E o perigo é ainda maior quando
entendemos esses termos, já ancorados pela cultura específica de um grupo,
sendo usados e aplicados como moeda de valor semiótico negativo, refratando
sentidos relevantes e impregnando de senso comum que muitas vezes criam
condutas violentas. A “valoração” semiótica de um termo, mesmo que no campo
aparente inofensivo da linguagem, reproduz em ações práticas uma conduta muitas
vezes perigosa. A exemplo de exageros de manifestações e formas de encarar os
valores do outros dentro dos debates.
O perigo de tudo isso é ampliado
quando temos em mente uma evolução ainda maior dos cenários e contextos de uso
dos termos direita e esquerda. Esse léxico não pode ser resumido aos mesmos
parâmetros semânticos de anos atrás. Em um panorama semiótico cada vez mais
difuso, podemos perceber que a forma como um cientista econômico, a exemplo de
Friedman, em sua obra “Capitalismo e Liberdade” (1964), utilizava o conceito de
“Capitalismo” de 60 anos atrás, mesmo que ainda operacionalmente exiba a mesma
configuração no plano econômico, já não podemos dizer o mesmo dos sentidos
atribuídos ao termo e como ele é recebido hoje, que em muitos discursos contemporâneos
tem traduzido o capitalismo de modo diferente, uma vez que a forma de ver o capital
hoje mudou.
Assim como a forma de ver um Welfare
State, de bases socialistas, não podem ser simplemente atribuídas como
aquele “socialismo” de base totalitária estatal, uma vez que muitas empresas
tem assinalado na OCDE pactos de responsabilidade social e escritores renomados
tem conduzido um outro pensamento social sobre o capital, a exemplo de Ladislau
Dowbor e sua obra “A era do capital improdutivo” (2017).
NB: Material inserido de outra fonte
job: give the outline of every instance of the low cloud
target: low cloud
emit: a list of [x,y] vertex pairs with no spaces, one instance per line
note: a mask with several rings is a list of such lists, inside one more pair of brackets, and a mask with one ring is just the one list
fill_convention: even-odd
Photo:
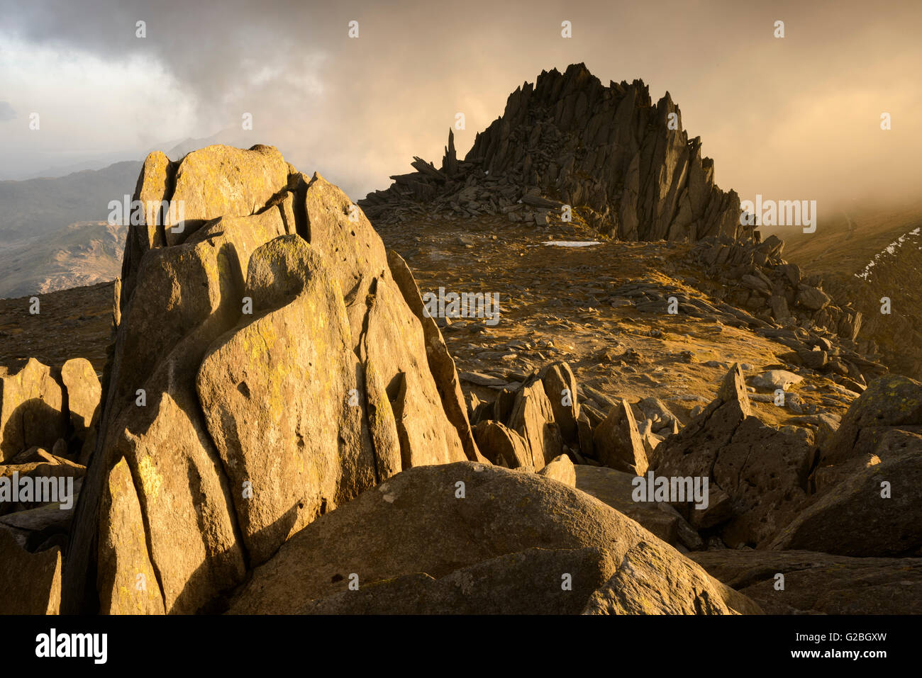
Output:
[[6,123],[7,120],[16,120],[16,111],[8,101],[0,101],[0,123]]

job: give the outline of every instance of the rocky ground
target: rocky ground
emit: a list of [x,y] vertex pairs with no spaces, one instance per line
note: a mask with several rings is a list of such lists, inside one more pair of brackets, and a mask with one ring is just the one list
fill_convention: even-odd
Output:
[[[834,375],[788,362],[791,347],[750,327],[740,310],[721,310],[709,294],[719,282],[690,261],[687,243],[624,242],[585,226],[490,216],[420,219],[381,233],[423,292],[499,293],[494,326],[476,318],[443,323],[465,388],[482,399],[553,360],[570,364],[590,406],[656,397],[683,423],[713,399],[735,362],[751,379],[778,369],[797,375],[786,406],[774,404],[774,389],[752,387],[755,412],[772,424],[813,427],[818,415],[837,419],[857,396]],[[566,241],[599,244],[545,244]],[[677,314],[668,312],[670,296],[680,299]]]
[[182,224],[0,301],[0,613],[922,613],[922,384],[678,115],[542,74],[371,220],[151,153]]

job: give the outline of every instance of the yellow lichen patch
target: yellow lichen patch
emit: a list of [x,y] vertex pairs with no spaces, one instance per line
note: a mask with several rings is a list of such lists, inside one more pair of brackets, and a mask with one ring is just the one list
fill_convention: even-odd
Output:
[[142,457],[137,463],[137,472],[140,476],[141,485],[148,499],[156,499],[163,485],[163,478],[157,472],[150,457]]

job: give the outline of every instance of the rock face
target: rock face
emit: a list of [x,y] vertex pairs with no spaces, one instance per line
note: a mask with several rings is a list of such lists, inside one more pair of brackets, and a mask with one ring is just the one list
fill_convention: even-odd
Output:
[[593,434],[593,449],[604,465],[633,475],[646,473],[646,452],[628,402],[621,398]]
[[823,446],[812,480],[815,493],[773,548],[922,554],[922,385],[897,376],[871,382]]
[[66,433],[64,390],[35,358],[10,370],[0,368],[0,461],[33,445],[51,450]]
[[[819,276],[806,276],[796,263],[781,258],[785,243],[776,236],[736,241],[727,235],[706,238],[690,252],[707,275],[720,280],[727,300],[756,318],[781,326],[825,331],[854,342],[861,330],[861,312],[851,303],[839,306],[822,291]],[[847,359],[847,357],[843,357]],[[855,359],[860,365],[860,357]],[[858,367],[846,373],[859,376]],[[822,368],[821,363],[818,368]],[[832,367],[824,371],[832,371]],[[880,374],[880,372],[878,373]]]
[[[661,446],[656,475],[707,478],[708,507],[677,504],[693,525],[707,525],[728,546],[767,545],[807,497],[814,451],[802,438],[763,425],[750,407],[734,365],[717,398]],[[721,501],[721,497],[727,499]],[[675,499],[673,499],[675,501]]]
[[30,554],[0,530],[0,614],[57,614],[61,549]]
[[454,134],[441,170],[419,158],[362,209],[375,223],[412,214],[507,214],[548,223],[564,205],[622,240],[744,237],[739,199],[714,183],[714,163],[690,139],[667,93],[656,105],[641,80],[605,87],[582,64],[542,72],[459,161]]
[[[649,554],[656,566],[635,578]],[[577,614],[597,599],[594,612],[759,612],[589,496],[469,462],[405,471],[321,517],[256,568],[230,612]]]
[[151,154],[136,197],[183,201],[184,221],[129,233],[67,609],[211,609],[362,490],[482,460],[412,278],[339,189],[269,146],[209,146]]
[[[769,614],[922,614],[922,558],[727,549],[689,557]],[[783,590],[775,588],[779,573]]]

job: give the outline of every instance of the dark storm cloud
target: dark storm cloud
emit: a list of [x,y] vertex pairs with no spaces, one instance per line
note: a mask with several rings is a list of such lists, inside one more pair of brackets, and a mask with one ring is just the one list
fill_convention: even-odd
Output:
[[[655,98],[669,90],[724,187],[822,198],[916,191],[920,15],[895,2],[60,1],[5,8],[2,29],[75,57],[155,60],[179,90],[120,102],[112,115],[160,106],[167,119],[184,97],[198,129],[213,132],[239,130],[251,112],[254,143],[354,195],[408,171],[412,155],[438,161],[455,112],[467,116],[463,154],[515,87],[585,62],[603,83],[640,77]],[[353,19],[358,40],[347,34]],[[784,40],[772,36],[777,19]],[[879,129],[885,111],[890,133]]]

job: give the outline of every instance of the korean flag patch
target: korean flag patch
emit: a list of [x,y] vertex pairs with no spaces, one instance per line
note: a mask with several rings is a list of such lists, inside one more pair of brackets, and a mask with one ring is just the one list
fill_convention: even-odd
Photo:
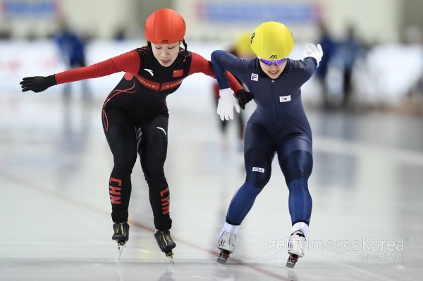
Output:
[[290,94],[289,96],[279,96],[280,102],[290,101]]
[[259,75],[256,73],[251,73],[251,80],[252,81],[258,81],[259,80]]

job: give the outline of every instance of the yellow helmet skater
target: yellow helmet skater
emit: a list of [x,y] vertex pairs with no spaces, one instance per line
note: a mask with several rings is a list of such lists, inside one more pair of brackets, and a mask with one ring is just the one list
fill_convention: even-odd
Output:
[[268,21],[254,30],[250,44],[252,51],[258,57],[276,61],[286,58],[293,51],[294,38],[285,25]]
[[251,39],[251,32],[244,32],[238,35],[233,44],[233,49],[238,56],[254,56],[254,52],[251,49],[250,40]]

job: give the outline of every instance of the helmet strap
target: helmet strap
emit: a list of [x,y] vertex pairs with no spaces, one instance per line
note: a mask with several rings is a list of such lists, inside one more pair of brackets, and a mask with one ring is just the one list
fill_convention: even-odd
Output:
[[183,44],[183,46],[185,47],[185,52],[183,54],[183,62],[185,63],[185,60],[187,59],[187,56],[188,55],[188,45],[187,45],[185,43],[185,39],[182,39],[182,44]]

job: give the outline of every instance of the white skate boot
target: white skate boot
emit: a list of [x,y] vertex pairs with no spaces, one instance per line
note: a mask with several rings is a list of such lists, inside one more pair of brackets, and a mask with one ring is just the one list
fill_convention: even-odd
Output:
[[305,248],[305,236],[302,232],[298,230],[293,232],[289,237],[288,243],[288,254],[289,257],[286,262],[286,267],[293,268],[298,258],[304,256],[304,249]]
[[226,263],[226,260],[229,255],[235,251],[235,242],[236,241],[236,235],[223,231],[221,234],[217,248],[221,251],[221,254],[217,258],[217,262],[219,263]]

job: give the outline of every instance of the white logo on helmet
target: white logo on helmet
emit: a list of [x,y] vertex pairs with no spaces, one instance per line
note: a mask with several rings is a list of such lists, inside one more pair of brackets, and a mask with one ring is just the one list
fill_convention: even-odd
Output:
[[144,68],[144,70],[149,74],[151,74],[152,76],[154,76],[154,75],[153,74],[153,70],[152,70],[151,69]]

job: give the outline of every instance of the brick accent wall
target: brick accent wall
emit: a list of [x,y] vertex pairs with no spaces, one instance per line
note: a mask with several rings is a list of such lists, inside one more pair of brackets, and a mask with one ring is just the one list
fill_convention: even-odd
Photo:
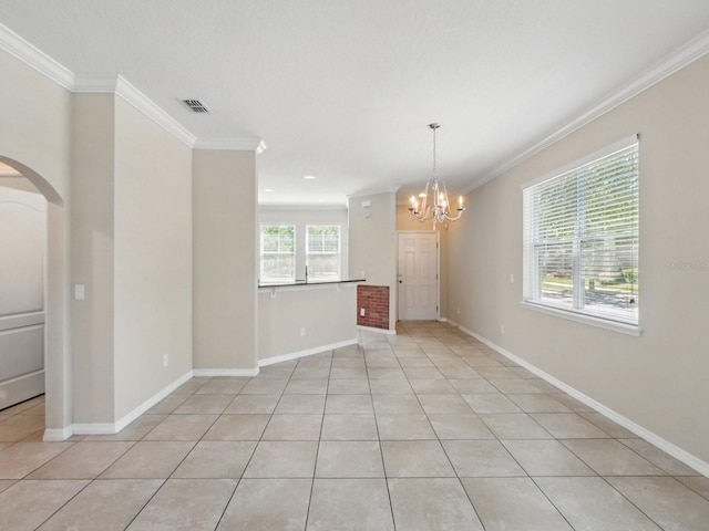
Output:
[[[364,309],[364,316],[361,310]],[[389,287],[357,287],[357,324],[372,329],[389,330]]]

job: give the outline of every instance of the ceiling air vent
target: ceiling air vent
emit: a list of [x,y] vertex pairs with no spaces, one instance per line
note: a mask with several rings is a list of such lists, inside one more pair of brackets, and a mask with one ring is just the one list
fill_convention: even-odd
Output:
[[207,107],[199,100],[183,100],[182,103],[184,103],[193,113],[212,113],[212,111],[209,111],[209,107]]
Evidente que entendermos os
aspectos semânticos / semióticos do léxico utilizado nas redes hoje é entender
muito do pensamento político, ou talvez do des-pensamento político atual. O
esvaziamento semântico dos termos empregados nos debates, como direita e
esquerda, permitem fugas perigosas a conceitos pobres e estereotipados, eivados
da cultura grupal e muitas vezes contornada para efeito de dominação. Alí o
vírus do “valor” nos leva a tensões perigosas no campo das paixões discursivas.
E o debate torna-se perigoso, pois superficial, torna-se campo fértil para
aceitação de sentidos prontos e aparentemente validados e corretos.
Vejo que nesse ponto a tendência
que temos ao hiperônimo, ou seja, termos guarda-chuva que tudo nele cabe,
exerce um fascínio pelo resumo e pela síntese, pela palavra arma ou valor
absoluto, que não permite contraposição, pois aparentam ser termos universais e
contundentes, não cabíveis de argumentação. Os campos semióticos de discussão e
novas modalidades e mídias vão ampliar caminhos até ainda não analisados,
possibilitando avanços e retrocessos nessa batalha da linguagem. Esperamos o
melhor.
Comentários
Obridada pela partilha dessa análise. Gostaria de permissão para poder divulgá-la num grupo de letras no FB.